How to encourage and improve homes and housing;

  • The Essex Design Guide has a several key themes around health and wellbeing. These should be considered when designing homes and
    open spaces. The guide includes active design principles, ageing, health and wellbeing, digital/smart technology and garden communities’
    principles. It supports building regulations part M4 category 2 for all developments.
  • Think about how homes can be adapted for use over the lifetime. Can homes be made to adaptable and accessible?
  • Affordability and home ownership is a major issue. Ensure an awareness of affordable homes requirements. Promote the various home ownership models that are available.
  • Intergenerational living is important. Consider the ways in which different housing mix is designed to ensure that residents can mix and how new and existing houses will mix to ensure communities mix and support social interactions.

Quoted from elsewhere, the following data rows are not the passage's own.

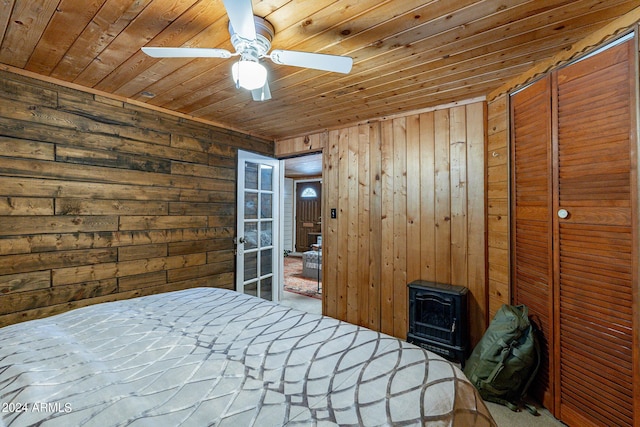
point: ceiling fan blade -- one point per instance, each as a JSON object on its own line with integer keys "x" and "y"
{"x": 262, "y": 94}
{"x": 241, "y": 17}
{"x": 317, "y": 61}
{"x": 186, "y": 52}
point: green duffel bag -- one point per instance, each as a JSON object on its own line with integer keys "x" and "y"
{"x": 506, "y": 360}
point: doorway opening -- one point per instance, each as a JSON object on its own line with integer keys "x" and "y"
{"x": 302, "y": 228}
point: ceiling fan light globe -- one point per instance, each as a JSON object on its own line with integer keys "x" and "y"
{"x": 249, "y": 74}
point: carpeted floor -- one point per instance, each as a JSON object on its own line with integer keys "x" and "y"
{"x": 295, "y": 282}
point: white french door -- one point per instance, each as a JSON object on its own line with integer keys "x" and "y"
{"x": 258, "y": 254}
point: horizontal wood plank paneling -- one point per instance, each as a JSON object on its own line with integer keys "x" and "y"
{"x": 409, "y": 194}
{"x": 101, "y": 200}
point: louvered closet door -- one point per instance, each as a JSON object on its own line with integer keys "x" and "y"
{"x": 532, "y": 225}
{"x": 593, "y": 265}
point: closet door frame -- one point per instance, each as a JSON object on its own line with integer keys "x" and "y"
{"x": 554, "y": 346}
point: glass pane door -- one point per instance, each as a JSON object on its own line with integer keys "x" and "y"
{"x": 257, "y": 260}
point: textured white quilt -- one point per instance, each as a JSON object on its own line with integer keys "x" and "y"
{"x": 209, "y": 356}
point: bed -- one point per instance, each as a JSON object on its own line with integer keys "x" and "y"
{"x": 207, "y": 356}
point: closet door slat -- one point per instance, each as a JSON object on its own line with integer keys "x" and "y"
{"x": 532, "y": 257}
{"x": 594, "y": 269}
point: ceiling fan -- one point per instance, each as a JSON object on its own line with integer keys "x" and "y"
{"x": 251, "y": 38}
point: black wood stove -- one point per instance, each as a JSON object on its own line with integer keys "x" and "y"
{"x": 438, "y": 319}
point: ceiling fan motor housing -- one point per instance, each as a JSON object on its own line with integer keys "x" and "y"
{"x": 253, "y": 50}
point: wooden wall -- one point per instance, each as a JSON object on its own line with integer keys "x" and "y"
{"x": 409, "y": 194}
{"x": 498, "y": 273}
{"x": 103, "y": 200}
{"x": 498, "y": 243}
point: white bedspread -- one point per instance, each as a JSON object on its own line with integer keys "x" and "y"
{"x": 209, "y": 356}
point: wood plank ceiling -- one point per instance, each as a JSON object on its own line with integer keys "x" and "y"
{"x": 408, "y": 54}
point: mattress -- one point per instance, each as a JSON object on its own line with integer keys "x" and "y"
{"x": 209, "y": 356}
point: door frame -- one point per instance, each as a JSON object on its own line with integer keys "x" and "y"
{"x": 295, "y": 205}
{"x": 277, "y": 225}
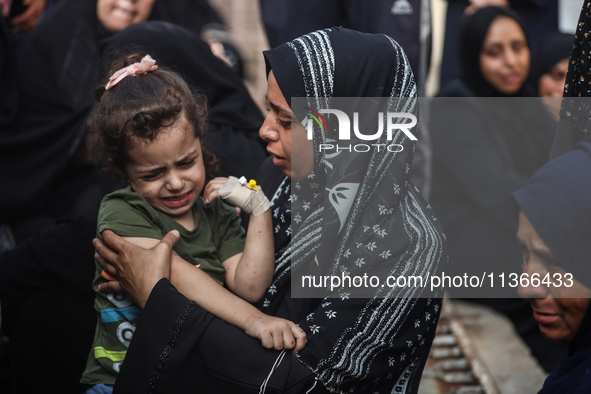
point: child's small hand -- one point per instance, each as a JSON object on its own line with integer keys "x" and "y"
{"x": 276, "y": 333}
{"x": 248, "y": 197}
{"x": 212, "y": 190}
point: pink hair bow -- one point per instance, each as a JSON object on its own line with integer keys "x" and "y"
{"x": 147, "y": 64}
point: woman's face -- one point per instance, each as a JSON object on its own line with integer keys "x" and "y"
{"x": 505, "y": 57}
{"x": 551, "y": 84}
{"x": 286, "y": 139}
{"x": 116, "y": 15}
{"x": 558, "y": 306}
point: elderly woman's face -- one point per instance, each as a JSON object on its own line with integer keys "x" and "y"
{"x": 557, "y": 313}
{"x": 286, "y": 139}
{"x": 116, "y": 15}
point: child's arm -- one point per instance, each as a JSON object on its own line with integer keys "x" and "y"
{"x": 249, "y": 274}
{"x": 273, "y": 332}
{"x": 199, "y": 287}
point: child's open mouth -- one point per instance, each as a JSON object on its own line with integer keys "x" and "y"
{"x": 178, "y": 200}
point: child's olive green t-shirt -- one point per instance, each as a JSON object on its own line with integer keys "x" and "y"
{"x": 217, "y": 236}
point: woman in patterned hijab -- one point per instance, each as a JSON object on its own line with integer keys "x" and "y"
{"x": 352, "y": 213}
{"x": 358, "y": 213}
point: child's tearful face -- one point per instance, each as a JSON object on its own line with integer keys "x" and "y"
{"x": 168, "y": 171}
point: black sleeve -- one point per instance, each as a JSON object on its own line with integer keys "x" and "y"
{"x": 178, "y": 347}
{"x": 156, "y": 337}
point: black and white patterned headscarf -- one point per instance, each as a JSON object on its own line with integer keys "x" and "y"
{"x": 359, "y": 212}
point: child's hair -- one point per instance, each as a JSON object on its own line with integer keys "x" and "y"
{"x": 143, "y": 106}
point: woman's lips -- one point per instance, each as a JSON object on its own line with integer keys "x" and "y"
{"x": 512, "y": 78}
{"x": 178, "y": 200}
{"x": 545, "y": 318}
{"x": 278, "y": 160}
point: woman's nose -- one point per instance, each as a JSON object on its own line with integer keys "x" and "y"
{"x": 531, "y": 284}
{"x": 267, "y": 131}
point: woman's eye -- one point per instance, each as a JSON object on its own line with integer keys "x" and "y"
{"x": 518, "y": 46}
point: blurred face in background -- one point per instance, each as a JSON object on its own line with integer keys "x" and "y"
{"x": 505, "y": 56}
{"x": 116, "y": 15}
{"x": 551, "y": 84}
{"x": 559, "y": 304}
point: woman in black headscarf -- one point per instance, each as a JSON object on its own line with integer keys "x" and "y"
{"x": 484, "y": 149}
{"x": 555, "y": 228}
{"x": 354, "y": 344}
{"x": 575, "y": 121}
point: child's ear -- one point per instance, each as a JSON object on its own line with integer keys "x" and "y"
{"x": 116, "y": 169}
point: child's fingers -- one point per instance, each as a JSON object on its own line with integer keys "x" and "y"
{"x": 288, "y": 339}
{"x": 267, "y": 340}
{"x": 300, "y": 337}
{"x": 111, "y": 287}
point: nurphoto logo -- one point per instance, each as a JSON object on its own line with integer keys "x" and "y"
{"x": 348, "y": 130}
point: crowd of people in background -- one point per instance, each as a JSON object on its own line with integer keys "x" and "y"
{"x": 504, "y": 71}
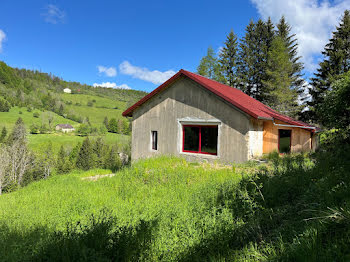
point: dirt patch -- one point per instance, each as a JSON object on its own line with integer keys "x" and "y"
{"x": 95, "y": 178}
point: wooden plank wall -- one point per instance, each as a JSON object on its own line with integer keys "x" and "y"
{"x": 301, "y": 138}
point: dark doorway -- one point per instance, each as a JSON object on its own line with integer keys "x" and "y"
{"x": 284, "y": 140}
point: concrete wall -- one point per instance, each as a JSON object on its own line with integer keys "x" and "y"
{"x": 187, "y": 102}
{"x": 301, "y": 138}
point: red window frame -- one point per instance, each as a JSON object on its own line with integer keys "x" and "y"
{"x": 290, "y": 142}
{"x": 200, "y": 139}
{"x": 154, "y": 140}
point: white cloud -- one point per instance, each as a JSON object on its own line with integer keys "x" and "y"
{"x": 54, "y": 15}
{"x": 155, "y": 77}
{"x": 108, "y": 71}
{"x": 312, "y": 21}
{"x": 2, "y": 39}
{"x": 111, "y": 85}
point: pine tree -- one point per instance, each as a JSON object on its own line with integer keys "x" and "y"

  • When designing homes and spaces for older people, the Independent Living Design Guidance from Essex County Council highlights key considerations such as housing design, communal space access, parking, transport, environmental considerations and smart technology for supporting independent living. These standards are for people of 55 years plus.
  • The national planning policy framework 2018 highlights Building for Life 12. This guide provides additional information on design standards, what to consider including in developments and what to avoid.
  • Lifetime neighbourhoods published in 2011 provides guidance and advice on how to support neighbourhoods to be inclusive and accessible
    across people’s lives. This is a useful source and is referenced by the Town and Country Planning Association (TCPA) as part of their up-dated Garden Community principles.
  • The NHS has been involved in supporting 10 ‘Healthy New Town’ sites across England. Guidance on their findings is due for publication by the TCPA in early 2019. Pre-guidance has been released.